University of Arizona Cancer Center researcher Samantha Kendrick, PhD, is one of the fastest-rising scientists in her field.
Lymphoma Research Foundation Postdoctoral Fellowship award
Dr. Kendrick was awarded a 2013 Lymphoma Research Foundation Postdoctoral Fellowship award to support her research of non-Hodgkin lymphoma (NHL).
The $105,000 grant will be used to support Dr. Kendrick's ongoing research to determine the occurrence and clinical implications of various mechanisms for BCL2 and MYC oncogene over-expression in diffuse large B-cell lymphoma (DLBCL), the most commonly diagnosed version of lymphoma, in order to identify patients that would benefit from targeted therapy.
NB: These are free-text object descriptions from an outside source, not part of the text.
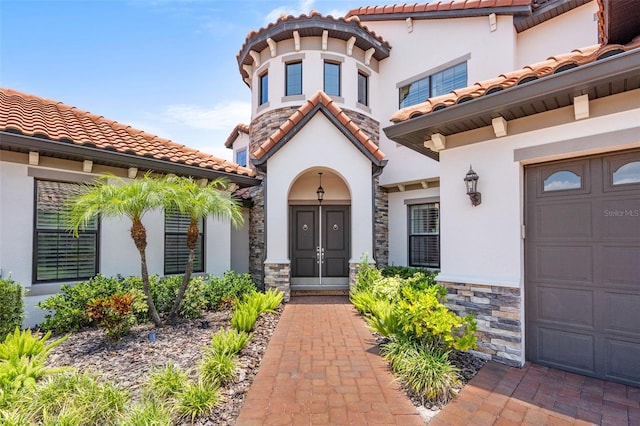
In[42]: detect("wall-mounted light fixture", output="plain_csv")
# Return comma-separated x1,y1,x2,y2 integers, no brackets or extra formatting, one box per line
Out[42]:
464,165,481,206
316,172,325,204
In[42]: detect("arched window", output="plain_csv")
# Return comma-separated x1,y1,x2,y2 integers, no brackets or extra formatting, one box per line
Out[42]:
543,170,581,192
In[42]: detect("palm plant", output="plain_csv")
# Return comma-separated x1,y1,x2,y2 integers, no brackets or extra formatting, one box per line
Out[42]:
66,174,164,326
162,176,243,324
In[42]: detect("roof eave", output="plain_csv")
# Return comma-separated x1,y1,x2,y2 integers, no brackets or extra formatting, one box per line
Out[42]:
383,48,640,155
0,132,260,187
353,5,532,22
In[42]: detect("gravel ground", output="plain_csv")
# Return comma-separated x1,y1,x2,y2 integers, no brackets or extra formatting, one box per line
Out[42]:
46,303,485,424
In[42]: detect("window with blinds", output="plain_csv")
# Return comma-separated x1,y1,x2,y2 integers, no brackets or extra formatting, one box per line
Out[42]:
164,210,204,275
399,62,467,109
34,180,98,282
408,203,440,268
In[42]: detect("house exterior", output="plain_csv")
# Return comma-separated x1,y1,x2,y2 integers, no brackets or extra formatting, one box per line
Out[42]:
0,88,259,327
225,0,640,386
2,0,637,387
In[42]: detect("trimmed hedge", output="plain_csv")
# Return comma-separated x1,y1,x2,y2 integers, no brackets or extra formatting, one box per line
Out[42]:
0,278,25,340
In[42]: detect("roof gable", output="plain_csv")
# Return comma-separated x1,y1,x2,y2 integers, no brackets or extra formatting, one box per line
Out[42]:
252,91,386,167
0,88,256,180
224,123,250,149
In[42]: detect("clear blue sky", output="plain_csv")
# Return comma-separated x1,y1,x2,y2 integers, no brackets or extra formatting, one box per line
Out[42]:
1,0,379,160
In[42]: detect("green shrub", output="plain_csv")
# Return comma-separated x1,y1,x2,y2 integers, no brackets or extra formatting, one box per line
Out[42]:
0,278,25,341
230,304,258,333
363,300,405,338
209,329,252,356
371,275,406,302
152,275,206,319
240,289,283,315
381,265,435,280
355,254,382,292
18,371,129,425
397,286,476,351
122,397,172,426
86,292,137,341
37,275,140,333
199,352,237,386
0,328,70,408
177,380,221,424
145,362,188,400
203,271,257,310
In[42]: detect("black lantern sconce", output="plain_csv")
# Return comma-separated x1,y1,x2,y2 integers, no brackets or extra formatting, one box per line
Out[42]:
316,172,325,204
464,165,481,206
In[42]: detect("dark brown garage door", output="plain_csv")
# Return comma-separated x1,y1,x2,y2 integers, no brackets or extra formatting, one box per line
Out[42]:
525,149,640,387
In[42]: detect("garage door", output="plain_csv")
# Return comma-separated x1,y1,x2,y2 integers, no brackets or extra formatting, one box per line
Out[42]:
525,149,640,386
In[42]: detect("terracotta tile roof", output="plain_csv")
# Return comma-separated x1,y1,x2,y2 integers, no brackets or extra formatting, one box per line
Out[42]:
390,38,640,123
252,90,385,162
346,0,532,18
0,88,255,177
224,123,250,149
237,11,391,81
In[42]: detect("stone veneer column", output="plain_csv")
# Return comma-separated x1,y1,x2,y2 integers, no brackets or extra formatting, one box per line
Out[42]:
248,185,265,290
264,262,291,302
440,281,523,367
374,180,388,268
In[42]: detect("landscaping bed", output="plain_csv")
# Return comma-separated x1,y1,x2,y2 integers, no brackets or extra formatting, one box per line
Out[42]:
44,306,282,425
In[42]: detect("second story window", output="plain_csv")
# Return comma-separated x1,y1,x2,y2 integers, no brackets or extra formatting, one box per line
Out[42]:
324,61,341,97
235,149,247,167
357,72,368,106
259,72,268,105
399,62,467,109
285,61,302,96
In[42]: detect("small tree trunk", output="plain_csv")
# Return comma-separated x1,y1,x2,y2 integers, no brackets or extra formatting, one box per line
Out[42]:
167,220,199,324
131,219,162,327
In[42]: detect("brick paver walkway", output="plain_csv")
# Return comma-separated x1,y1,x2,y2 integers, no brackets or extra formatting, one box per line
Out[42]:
430,361,640,426
236,296,423,425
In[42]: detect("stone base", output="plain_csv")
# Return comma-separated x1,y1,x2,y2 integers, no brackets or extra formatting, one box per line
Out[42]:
264,263,291,302
439,281,524,367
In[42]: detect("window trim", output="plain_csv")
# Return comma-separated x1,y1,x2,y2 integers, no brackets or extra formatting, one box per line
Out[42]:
33,179,100,284
407,202,440,269
164,210,205,276
259,71,269,106
323,61,341,97
285,61,303,96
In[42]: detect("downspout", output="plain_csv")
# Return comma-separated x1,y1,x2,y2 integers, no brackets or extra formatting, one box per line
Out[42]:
371,164,385,266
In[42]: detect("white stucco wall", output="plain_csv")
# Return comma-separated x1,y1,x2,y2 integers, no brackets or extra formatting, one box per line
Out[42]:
438,93,640,289
516,1,599,67
388,187,440,267
265,113,374,264
0,155,237,327
230,208,250,273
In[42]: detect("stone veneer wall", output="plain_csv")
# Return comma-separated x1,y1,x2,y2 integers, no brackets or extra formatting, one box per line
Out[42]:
264,263,291,302
248,185,265,290
440,281,523,367
374,180,388,268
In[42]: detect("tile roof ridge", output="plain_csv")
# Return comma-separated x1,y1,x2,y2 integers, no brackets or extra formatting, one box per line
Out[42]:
345,0,532,18
224,123,250,148
252,90,385,162
389,39,639,123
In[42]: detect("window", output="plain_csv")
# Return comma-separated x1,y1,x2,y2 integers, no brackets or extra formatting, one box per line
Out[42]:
613,161,640,185
399,62,467,108
285,61,302,96
235,149,247,167
408,203,440,268
164,210,204,275
324,62,341,96
259,72,268,105
357,72,368,106
34,180,98,282
543,171,582,191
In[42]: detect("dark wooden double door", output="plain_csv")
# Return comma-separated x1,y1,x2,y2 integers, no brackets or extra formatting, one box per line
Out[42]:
290,205,350,281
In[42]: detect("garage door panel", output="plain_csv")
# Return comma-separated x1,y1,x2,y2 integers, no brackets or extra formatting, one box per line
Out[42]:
535,202,592,239
537,287,593,326
605,339,640,385
535,245,592,283
538,328,595,373
601,199,640,238
526,150,640,386
603,292,640,334
602,246,640,285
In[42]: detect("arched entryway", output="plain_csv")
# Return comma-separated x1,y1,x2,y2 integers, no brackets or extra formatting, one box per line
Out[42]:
289,168,351,290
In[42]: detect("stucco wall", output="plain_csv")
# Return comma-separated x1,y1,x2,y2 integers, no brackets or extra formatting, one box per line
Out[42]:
265,113,374,264
516,1,599,67
0,153,236,327
230,208,250,273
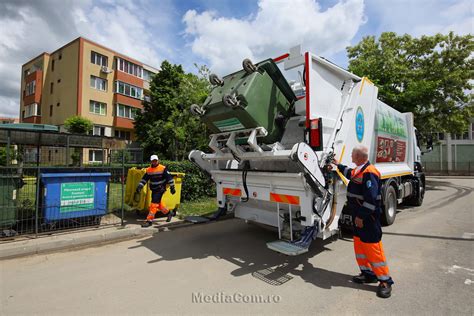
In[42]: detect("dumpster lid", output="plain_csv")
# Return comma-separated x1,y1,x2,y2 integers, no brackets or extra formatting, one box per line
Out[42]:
41,172,111,178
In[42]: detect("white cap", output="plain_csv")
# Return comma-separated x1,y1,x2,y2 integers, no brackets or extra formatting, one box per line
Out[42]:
150,155,159,161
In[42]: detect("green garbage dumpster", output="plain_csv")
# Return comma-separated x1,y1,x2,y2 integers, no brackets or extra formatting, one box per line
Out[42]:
199,59,297,144
0,175,22,229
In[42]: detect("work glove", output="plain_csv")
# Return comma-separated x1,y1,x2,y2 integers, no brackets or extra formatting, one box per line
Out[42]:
170,186,176,195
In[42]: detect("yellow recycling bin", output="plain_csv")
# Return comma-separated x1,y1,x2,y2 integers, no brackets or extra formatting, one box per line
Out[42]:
125,168,184,212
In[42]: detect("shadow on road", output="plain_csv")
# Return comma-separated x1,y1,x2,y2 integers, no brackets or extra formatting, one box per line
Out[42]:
130,219,376,293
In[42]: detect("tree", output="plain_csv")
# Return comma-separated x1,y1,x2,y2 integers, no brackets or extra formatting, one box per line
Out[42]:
64,116,93,134
347,32,473,135
134,61,211,160
64,116,93,166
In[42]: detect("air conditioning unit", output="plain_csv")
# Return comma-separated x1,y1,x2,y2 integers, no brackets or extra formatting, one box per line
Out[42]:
101,66,112,74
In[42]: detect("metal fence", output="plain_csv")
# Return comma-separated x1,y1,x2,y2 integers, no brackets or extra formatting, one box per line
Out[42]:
422,162,474,176
0,166,125,238
0,127,144,239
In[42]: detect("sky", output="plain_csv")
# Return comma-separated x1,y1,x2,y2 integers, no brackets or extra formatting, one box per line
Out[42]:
0,0,472,118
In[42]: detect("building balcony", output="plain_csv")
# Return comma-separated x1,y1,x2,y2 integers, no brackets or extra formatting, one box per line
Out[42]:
23,70,43,105
115,70,143,88
114,93,143,108
22,116,42,124
113,116,134,129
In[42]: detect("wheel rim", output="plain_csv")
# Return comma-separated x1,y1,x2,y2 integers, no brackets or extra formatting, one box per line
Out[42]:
387,192,396,218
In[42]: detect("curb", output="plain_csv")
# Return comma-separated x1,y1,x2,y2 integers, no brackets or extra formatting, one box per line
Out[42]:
0,226,154,260
0,215,235,260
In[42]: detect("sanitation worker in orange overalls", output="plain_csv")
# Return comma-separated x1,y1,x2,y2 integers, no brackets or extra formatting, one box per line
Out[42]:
334,145,394,298
136,155,176,227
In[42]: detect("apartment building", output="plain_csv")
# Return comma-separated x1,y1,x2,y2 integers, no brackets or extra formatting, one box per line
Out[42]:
19,37,157,148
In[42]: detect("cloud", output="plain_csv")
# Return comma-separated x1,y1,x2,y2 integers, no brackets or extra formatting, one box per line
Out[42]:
365,0,473,37
182,0,366,74
0,0,170,118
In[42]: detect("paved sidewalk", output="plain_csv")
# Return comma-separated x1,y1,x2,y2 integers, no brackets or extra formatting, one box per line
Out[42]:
0,216,193,260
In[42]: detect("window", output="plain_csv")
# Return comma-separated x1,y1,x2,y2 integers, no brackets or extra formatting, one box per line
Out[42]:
50,82,54,94
92,126,105,136
89,150,104,162
90,76,107,91
57,79,61,83
25,80,36,96
49,105,53,117
114,130,131,140
91,51,108,67
22,110,25,119
59,53,62,60
89,101,107,115
116,104,138,119
24,69,30,78
52,60,55,71
24,103,39,118
117,57,142,78
143,69,155,81
114,81,142,99
57,102,60,107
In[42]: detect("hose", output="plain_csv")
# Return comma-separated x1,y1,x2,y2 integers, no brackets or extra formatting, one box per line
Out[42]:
241,161,250,202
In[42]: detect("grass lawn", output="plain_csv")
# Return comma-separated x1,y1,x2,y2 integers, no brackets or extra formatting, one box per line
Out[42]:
177,197,217,219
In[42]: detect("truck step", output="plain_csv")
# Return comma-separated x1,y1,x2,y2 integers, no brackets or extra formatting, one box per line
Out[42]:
266,240,309,256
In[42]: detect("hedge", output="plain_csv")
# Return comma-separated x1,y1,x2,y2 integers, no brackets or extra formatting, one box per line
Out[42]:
127,160,216,202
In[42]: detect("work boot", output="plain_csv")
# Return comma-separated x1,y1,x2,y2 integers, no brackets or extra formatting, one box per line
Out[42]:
377,282,392,298
141,221,153,228
352,273,378,284
166,211,174,223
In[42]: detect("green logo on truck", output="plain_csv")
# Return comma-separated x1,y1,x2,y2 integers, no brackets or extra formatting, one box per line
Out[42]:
376,103,407,138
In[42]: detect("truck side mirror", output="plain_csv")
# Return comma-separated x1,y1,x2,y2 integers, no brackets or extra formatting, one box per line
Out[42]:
426,135,433,150
421,135,433,155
"The project is two-fold," Dr. Kendrick said. "We’re in the unique position to study high-risk patients, as well as to test new drugs that could target those key genes. This project takes us through the whole spectrum of identifying risk and trying to find a therapy for those patients."
This isn't Dr. Kendrick's first major honor, either. In 2010, she was named the Student Technology Innovation Award winner. She was the first female recipient among either faculty or student top honorees in the program’s history. The Technology Innovation Award is given annually in recognition of exemplary innovative achievements in translating original ideas from the laboratory to the marketplace.
Dr. Kendrick’s cancer research also led to a major discovery in the BIO5 lab of Laurence Hurley, PhD, of a new class of drug receptors and a lead compound. Dr. Kendrick’s dissertation project, chemo-sensitization by modulation of BCL2 expression, provides a new molecular target for treatment of cancers such as lymphomas that have become resistant to chemotherapy.